Die
WD6400AAKS ist der neuere Wurf und bleibt wegen geringeren Leistungsverbrauches kälter als die
ST3750330AS.
WD: 7,7W idle / 8,3W Betrieb
Seagate 8 bis 9,3W idle / 11,2W Betrieb
Das liegt beides mehr oder weniger deutlich über dem, was in
diesem Test des PRO-35SUS auf hardware-mods.com verwendet wurde.
Die dort verbaute
7K160 80GB SATA II hat 5,9W idle (read/write war auf die Schnelle nicht zu finden).

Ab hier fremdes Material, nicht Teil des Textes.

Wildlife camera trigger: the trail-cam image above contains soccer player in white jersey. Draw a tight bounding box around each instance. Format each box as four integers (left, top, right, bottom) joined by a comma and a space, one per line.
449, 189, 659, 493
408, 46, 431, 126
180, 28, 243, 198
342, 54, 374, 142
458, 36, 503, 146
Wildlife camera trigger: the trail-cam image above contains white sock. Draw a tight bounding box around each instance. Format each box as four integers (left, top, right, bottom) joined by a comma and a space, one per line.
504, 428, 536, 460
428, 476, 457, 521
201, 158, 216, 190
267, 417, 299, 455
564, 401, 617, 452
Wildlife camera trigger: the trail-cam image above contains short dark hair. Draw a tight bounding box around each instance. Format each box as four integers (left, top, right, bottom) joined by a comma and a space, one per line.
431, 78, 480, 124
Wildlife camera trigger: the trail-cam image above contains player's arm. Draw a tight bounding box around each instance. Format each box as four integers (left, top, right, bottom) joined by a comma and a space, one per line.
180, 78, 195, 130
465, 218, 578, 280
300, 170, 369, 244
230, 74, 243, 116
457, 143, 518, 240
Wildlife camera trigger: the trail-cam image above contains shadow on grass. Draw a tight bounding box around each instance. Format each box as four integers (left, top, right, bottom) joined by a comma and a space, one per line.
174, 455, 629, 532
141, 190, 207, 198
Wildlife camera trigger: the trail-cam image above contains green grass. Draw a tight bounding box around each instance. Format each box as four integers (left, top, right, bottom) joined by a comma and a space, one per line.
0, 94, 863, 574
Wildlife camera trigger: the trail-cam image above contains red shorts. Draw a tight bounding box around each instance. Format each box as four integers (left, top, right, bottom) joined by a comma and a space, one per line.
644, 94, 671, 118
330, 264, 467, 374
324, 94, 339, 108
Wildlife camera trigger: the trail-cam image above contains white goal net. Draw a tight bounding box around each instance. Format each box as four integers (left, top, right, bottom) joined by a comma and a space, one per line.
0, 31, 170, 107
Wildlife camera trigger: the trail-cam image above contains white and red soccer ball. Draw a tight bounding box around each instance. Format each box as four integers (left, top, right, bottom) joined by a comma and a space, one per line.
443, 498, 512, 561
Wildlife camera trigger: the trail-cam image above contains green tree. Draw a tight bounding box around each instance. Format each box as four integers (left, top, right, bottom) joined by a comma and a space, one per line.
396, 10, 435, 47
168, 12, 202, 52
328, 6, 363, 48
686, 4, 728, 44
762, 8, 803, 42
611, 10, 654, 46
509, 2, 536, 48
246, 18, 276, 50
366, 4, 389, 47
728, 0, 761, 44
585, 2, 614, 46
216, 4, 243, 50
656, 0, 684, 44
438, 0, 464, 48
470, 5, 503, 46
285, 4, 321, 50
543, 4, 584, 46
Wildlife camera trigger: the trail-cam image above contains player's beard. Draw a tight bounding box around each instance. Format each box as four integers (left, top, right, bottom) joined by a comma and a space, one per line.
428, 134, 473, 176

Mindestens für die Seagate könnte bei Dauerbetrieb ein Gehäuse mit Lüfter notwendig werden.
Es gibt etliche 3,5" - SATA - Platten mit fünf Jahren Garantie. Hersteller Hitachi, Seagate, Western Digital.
Hier mal auf Geizhals
Bei OEM-Ware kann die Herstellergarantie aber komplett entfallen, d.h. man muss allerspätestens dann den Händler fragen, wenn in seiner Artikelbeschreibung die Garantie nicht auftaucht. Obendrein würde ich die Artikelbeschreibung dokumentieren.
Für das typische externe Datengrab würde ich auf die letzten 20% Leistung verzichten, wenn ich dafür betont wenig Vibrationen und Wärme bekomme. So verbraten z.B. die RE2 GP - Platten von Western Digital RE2 GP "idle" lediglich 4W und weniger.
Aber seine Präferenzen muss jeder selber finden, auch ob er für eine betont leistungshungrige Platte einen Lüfter benötigt oder nicht.
Normalerweise würde ich übrigens einen zusätzlichen externen Netzschalter vorsehen. Externe Netzteile werden durch Schalter im Regelfall nicht vom Netz getrennt. Billigere externe Netzteile (wie hier) haben normalerweise einen schlechten Wirkungsgrad und verbraten auch ohne angeschlossenen Verbraucher eine beachtliche Leistung.
Bei eSATA sollte man die Kompatibilität zwischen Controller und SATA II - Platten möglichst vorher abklären. Manche Controller haben Erkennungsschwierigkeiten, manches BIOS ist zu alt, es gibt diverse Kombinationen, die kein Einlegen/Entfernen der externen Platte bei laufendem PC zulassen. Es ist eine notwendige Voraussetzung, ein für Backups verwendetes Laufwerk nicht ständig am System mitlaufen zu lassen.
Wer noch einen 5,25" - Schacht frei hat, kann auch eine Festplattenhalterung einbauen. Eine Festplatte kann man dort - je nach Controller und Treibern - bei laufendem PC einlegen und z.B. nach "sicherem Entfernen" in Windows wieder entnehmen.
Diese hier ist trägerlos, d.h. man spart sich das Schrauben , obendrein entkoppelt die Halterung in einem gewissen Ausmaß Vibrationen. Man muss sich nur ein formschönes antistatisches Plätzchen zum Aufbewahren der Festplatte(n) überlegen und sollte die Platte möglichst nur an den Längsseiten anfassen.